The war went far beyond their crawlers, beyond even the Livermore Valley. Paul said a similar battle was being played out in China.

Even so, victory or defeat seemed to depend on what happened to this one crawler in the next few minutes.

THIRTY-EIGHT

Della slipped on the earpiece and adjusted the microphone to her throat. She had the undivided attention of Avery, Maitland, and everyone else in earshot. None of them except Hamilton Avery had heard of one Miguel Rosas, but they all knew he had no business on a maximum security channel. "Mike?"

A familiar voice came from the earpiece and the speaker on the terminal. "Hello, Della. I've got some news for you."

"Just calling on this line is news enough. So your people have cracked our comm and recon system."

"Right the first time."

"Where are you calling from?"

"The ridgeline southwest of you. I don't want to say more - I still don't trust your friends.... It's just that I trust mine even less." This last was spoken low, almost muttered. "Look. There are other things you don't know. The Tinkers know exactly where your bobbler is hidden."

"What?" Avery turned abruptly to the situation board and motioned for Maitland to check it out.

"How can they know? You have spies? Carry-in bugs?"

Mike's forced chuckle echoed from the speaker. "It's a long story, Della. You would be amused. The old US Air Force had it spotted -just too late to save the world from you. The Tinkers stumbled on the secret only a few weeks ago."

Della glanced questioningly at the Director, but Avery was looking over Maitland's shoulder, at the terminal. The general's people were frantically typing queries, posting results. The general looked up at the Director. "It's possible, sir. Most of the infiltrators are north and west of the Enclave. But the ones closest to the inner zone boundary are also the closest to the generator; they seem to have a preference for that sector."

"It could be an artifact of our increased surveillance in that area."

"Yes, sir." But now Maitland did not sound complacent. Avery nodded to himself. He hadn't believed his own explanation. "Very well. Concentrate tactical air there. I see you have two armored vehicles already tracking along the boundary. Keep them there. Bring in more. I want what infantry we have moved there, too."

"Right. Once we locate them, they're no threat. We have all the firepower."

Della spoke again to Mike. "Where is Paul Hoehler -the man you call Naismith?" Avery stiffened at the question, and his attention returned to her, an almost physical force.

"Look, I really don't know. They have me working a pointer relay; some of our people don't have their own satellite receivers."

Della cut the connection and said to Avery, "I think he's lying, Director.
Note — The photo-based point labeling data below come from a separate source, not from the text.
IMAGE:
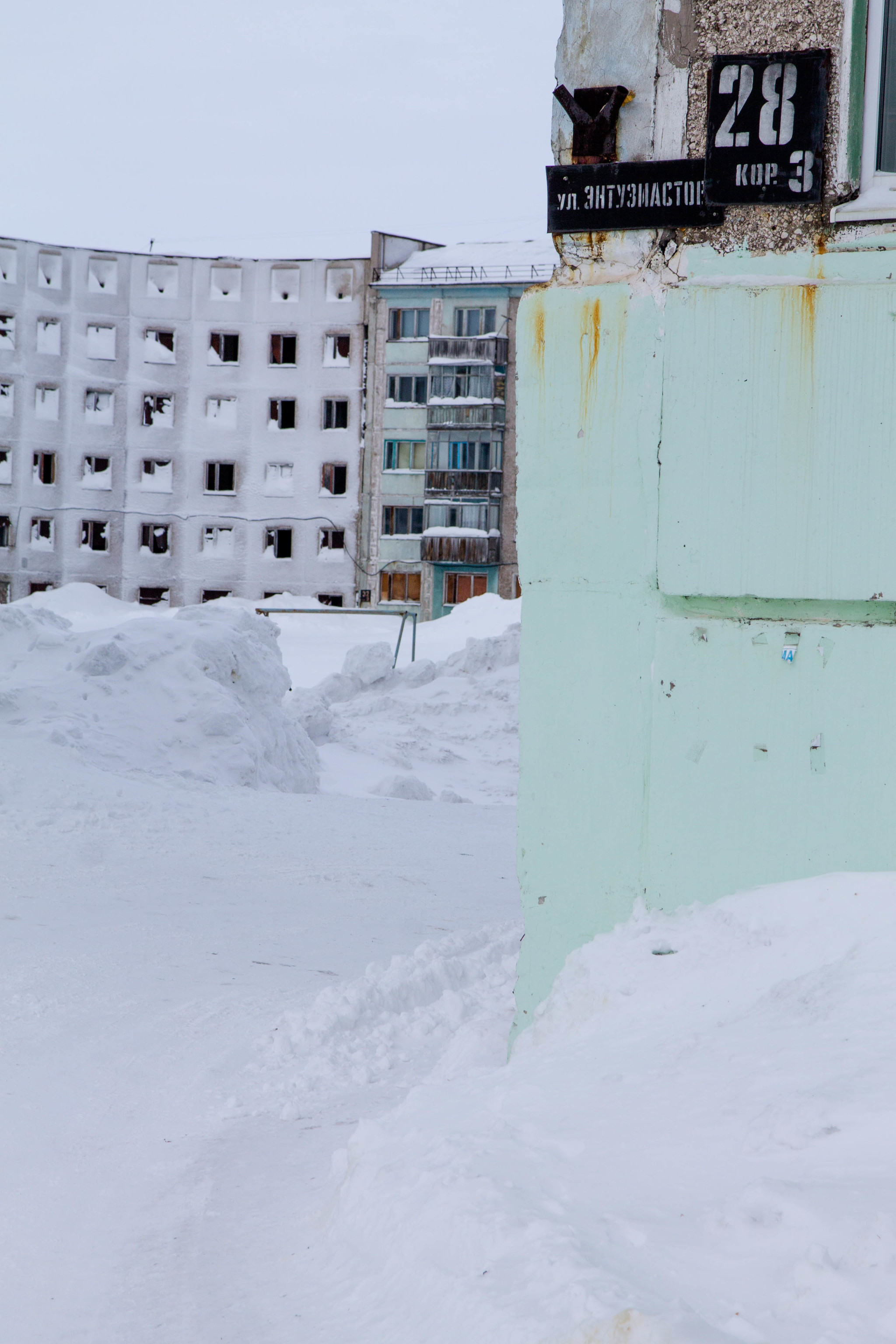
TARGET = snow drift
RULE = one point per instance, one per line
(196, 695)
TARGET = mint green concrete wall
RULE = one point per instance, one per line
(702, 475)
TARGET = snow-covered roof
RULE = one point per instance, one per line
(465, 264)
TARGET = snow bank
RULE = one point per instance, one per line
(692, 1144)
(195, 695)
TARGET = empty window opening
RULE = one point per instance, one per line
(97, 473)
(338, 350)
(406, 389)
(50, 336)
(46, 402)
(42, 534)
(409, 323)
(332, 539)
(279, 542)
(222, 412)
(159, 410)
(156, 476)
(461, 588)
(399, 521)
(334, 478)
(220, 539)
(154, 597)
(283, 413)
(8, 268)
(224, 349)
(279, 479)
(102, 276)
(45, 468)
(221, 478)
(100, 406)
(284, 284)
(283, 350)
(94, 536)
(159, 346)
(49, 271)
(101, 342)
(339, 284)
(154, 538)
(161, 280)
(402, 455)
(399, 588)
(226, 283)
(335, 414)
(476, 322)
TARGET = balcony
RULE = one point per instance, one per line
(461, 550)
(455, 484)
(469, 350)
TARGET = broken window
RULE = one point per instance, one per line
(45, 468)
(335, 414)
(279, 542)
(101, 342)
(154, 538)
(152, 597)
(156, 476)
(159, 346)
(475, 322)
(332, 539)
(339, 284)
(406, 389)
(49, 271)
(222, 412)
(399, 588)
(97, 473)
(224, 349)
(221, 478)
(466, 381)
(283, 350)
(284, 284)
(50, 336)
(334, 478)
(402, 522)
(220, 539)
(8, 268)
(336, 350)
(161, 280)
(279, 479)
(409, 323)
(100, 406)
(226, 283)
(102, 276)
(94, 536)
(460, 588)
(42, 534)
(159, 410)
(402, 455)
(46, 402)
(283, 414)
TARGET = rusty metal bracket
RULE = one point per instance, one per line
(594, 115)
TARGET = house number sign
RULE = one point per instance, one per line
(766, 128)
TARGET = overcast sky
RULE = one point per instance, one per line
(280, 128)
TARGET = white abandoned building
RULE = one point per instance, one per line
(179, 428)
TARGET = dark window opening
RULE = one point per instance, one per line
(334, 478)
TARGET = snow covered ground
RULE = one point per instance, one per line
(253, 1037)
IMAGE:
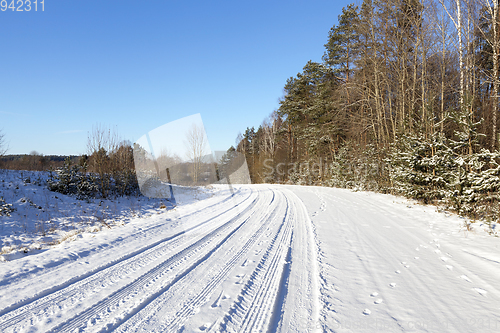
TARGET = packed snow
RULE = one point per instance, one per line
(253, 258)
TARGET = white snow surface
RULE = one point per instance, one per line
(266, 258)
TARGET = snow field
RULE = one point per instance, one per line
(267, 258)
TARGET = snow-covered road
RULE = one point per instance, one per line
(269, 258)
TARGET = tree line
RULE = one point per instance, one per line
(405, 100)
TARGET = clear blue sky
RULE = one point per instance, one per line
(136, 65)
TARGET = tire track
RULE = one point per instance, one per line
(253, 310)
(212, 279)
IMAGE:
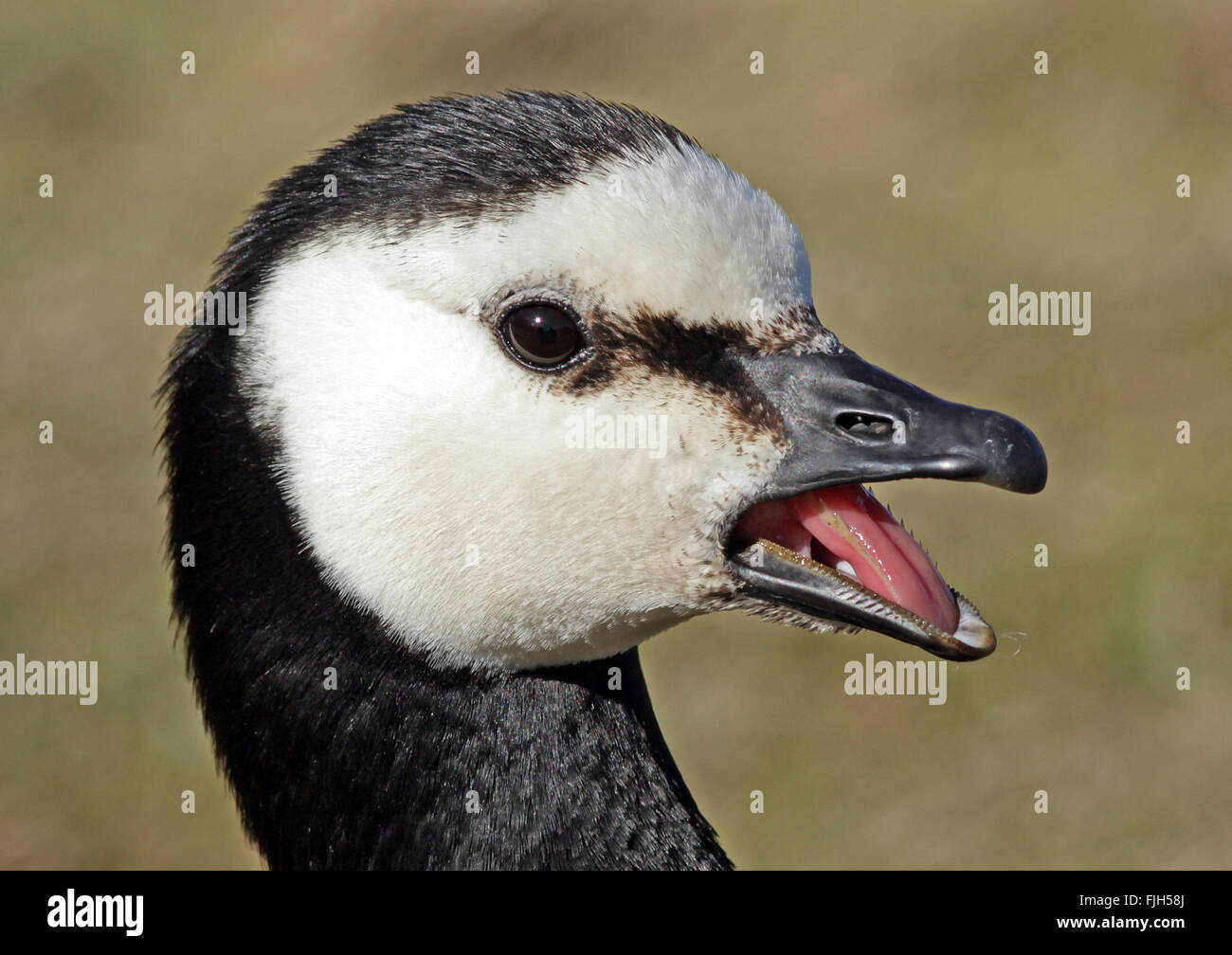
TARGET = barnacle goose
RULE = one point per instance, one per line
(424, 561)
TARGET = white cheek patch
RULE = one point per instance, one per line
(481, 515)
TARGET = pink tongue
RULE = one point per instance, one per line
(854, 525)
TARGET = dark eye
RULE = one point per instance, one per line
(542, 335)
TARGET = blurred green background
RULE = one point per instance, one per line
(1064, 181)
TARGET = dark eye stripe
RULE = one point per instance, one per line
(542, 335)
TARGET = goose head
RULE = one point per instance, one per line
(543, 378)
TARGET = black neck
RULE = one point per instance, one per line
(392, 762)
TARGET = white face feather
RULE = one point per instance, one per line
(439, 483)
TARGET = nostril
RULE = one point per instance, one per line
(862, 424)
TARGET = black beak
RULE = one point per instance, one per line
(851, 422)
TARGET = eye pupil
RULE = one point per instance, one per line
(542, 335)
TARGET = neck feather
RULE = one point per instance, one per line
(348, 749)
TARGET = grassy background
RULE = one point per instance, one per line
(1056, 183)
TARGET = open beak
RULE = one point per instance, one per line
(817, 541)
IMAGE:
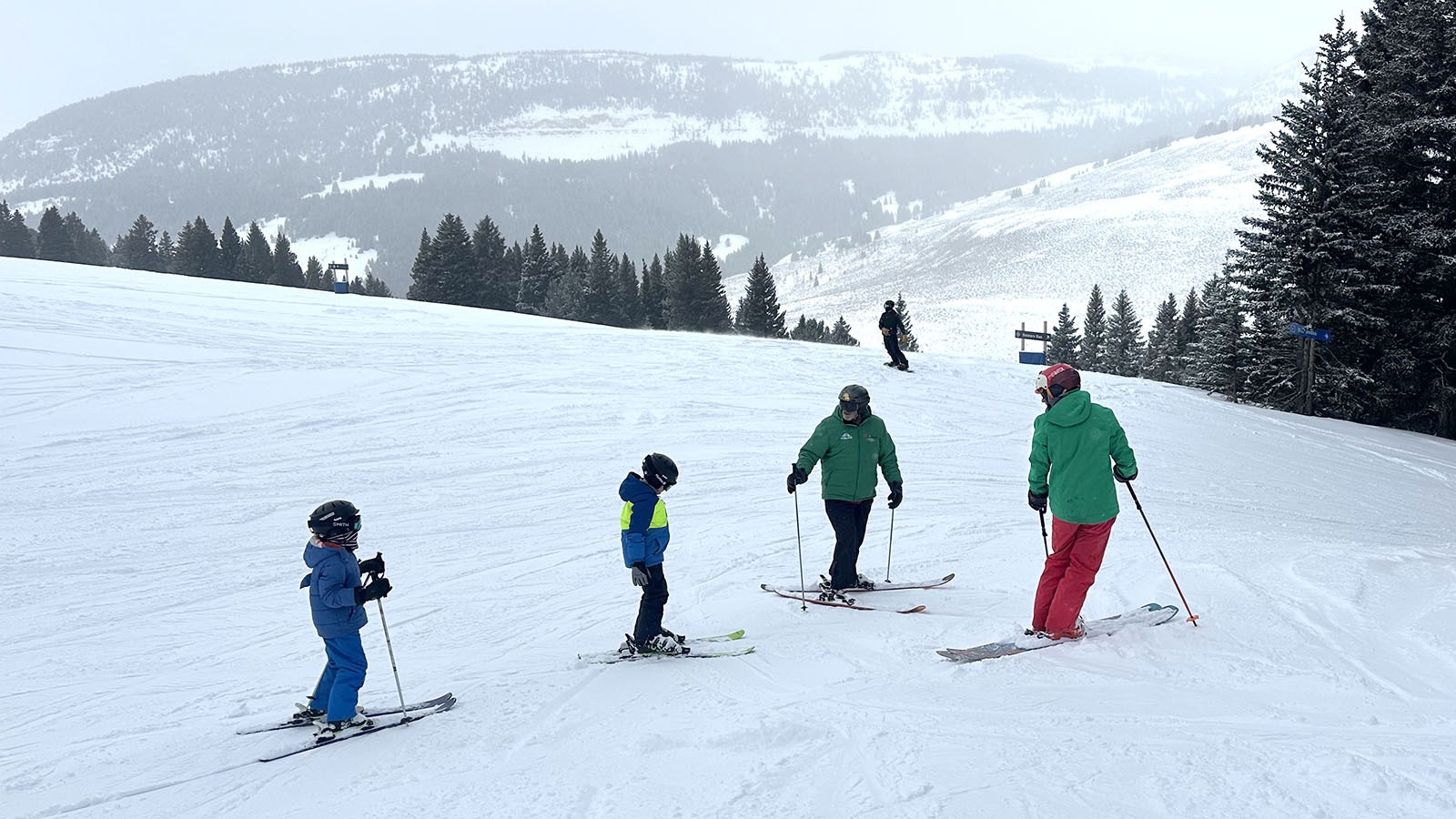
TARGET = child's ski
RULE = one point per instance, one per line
(837, 603)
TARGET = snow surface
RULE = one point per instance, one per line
(167, 436)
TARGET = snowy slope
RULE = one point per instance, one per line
(1152, 223)
(167, 438)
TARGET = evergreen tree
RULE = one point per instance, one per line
(500, 283)
(567, 296)
(601, 299)
(197, 249)
(255, 263)
(759, 310)
(426, 281)
(1094, 332)
(654, 308)
(1162, 343)
(1407, 99)
(167, 252)
(907, 341)
(1065, 339)
(1218, 353)
(138, 248)
(628, 307)
(717, 315)
(55, 239)
(1187, 332)
(810, 329)
(286, 263)
(1300, 259)
(229, 249)
(536, 274)
(1125, 339)
(841, 334)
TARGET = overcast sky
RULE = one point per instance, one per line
(62, 53)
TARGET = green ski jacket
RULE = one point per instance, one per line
(1074, 445)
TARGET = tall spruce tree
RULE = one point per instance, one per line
(628, 305)
(1159, 360)
(1125, 339)
(759, 310)
(839, 334)
(1218, 353)
(500, 283)
(55, 242)
(1094, 332)
(197, 251)
(536, 274)
(601, 300)
(1065, 339)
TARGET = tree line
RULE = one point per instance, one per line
(679, 288)
(196, 251)
(1358, 238)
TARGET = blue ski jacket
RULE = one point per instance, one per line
(644, 522)
(331, 589)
Our only lever on Mike Rosas is his hatred for certain Tinker potentials, in particular bioscience. He'll resist hurting his personal friends."

"He knows Hoehler?" Avery seemed astounded to find someone so close to the ultimate antagonist. "If he knows where Hoehler is..." The Director's eyes unfocused. "You've got to squeeze that out of him, Della. Take this conversation off the speaker and talk to him. Promise him anything, tell him anything, but find Hoehler." With a visible effort he turned back to Maitland. "Get me Tioulang in Beijing. I know, I know. Nothing is secure." He smiled, an almost skeletal grimace. "But I don't care if they know what I tell him."

Della resumed the link with Mike. Now that the speaker was off, his voice would sound in her ear only. And with the throat mike, her side of the conversation would be inaudible to those around her. "This is just you and me now, Mike. The brass thinks they got everything they can out of you."

"Oh yeah? And what do you think?"

"I think some large but unknown percentage of what you are telling me is bullshit."

"I guessed that. But you're still talking."

"I think we're both betting we can learn more than the other from talking. Besides - " Her eyes fixed on the Renaissance trigger box sitting on the table before Hamilton Avery. With a small part of her attention she followed what Avery was saying to his counterpart in Beijing. "Besides, I don't think you know what you're up against."

"Enlighten me."

"The Tinker goal is to bobble the Livermore generator.

Similarly for the attack on Beijing. You don't realize that if we consider the Peace truly endangered, we will embobble ourselves, and continue the struggle decades in the future."

"Hmm. Like the trick we played on you at Mission Pass."

"But on a much larger scale."

"Well, it won't help you. Some of us will wait - and we'll know where to wait. Besides, the Authority's power isn't just in Livermore and Beijing. You need your heavy industry, too."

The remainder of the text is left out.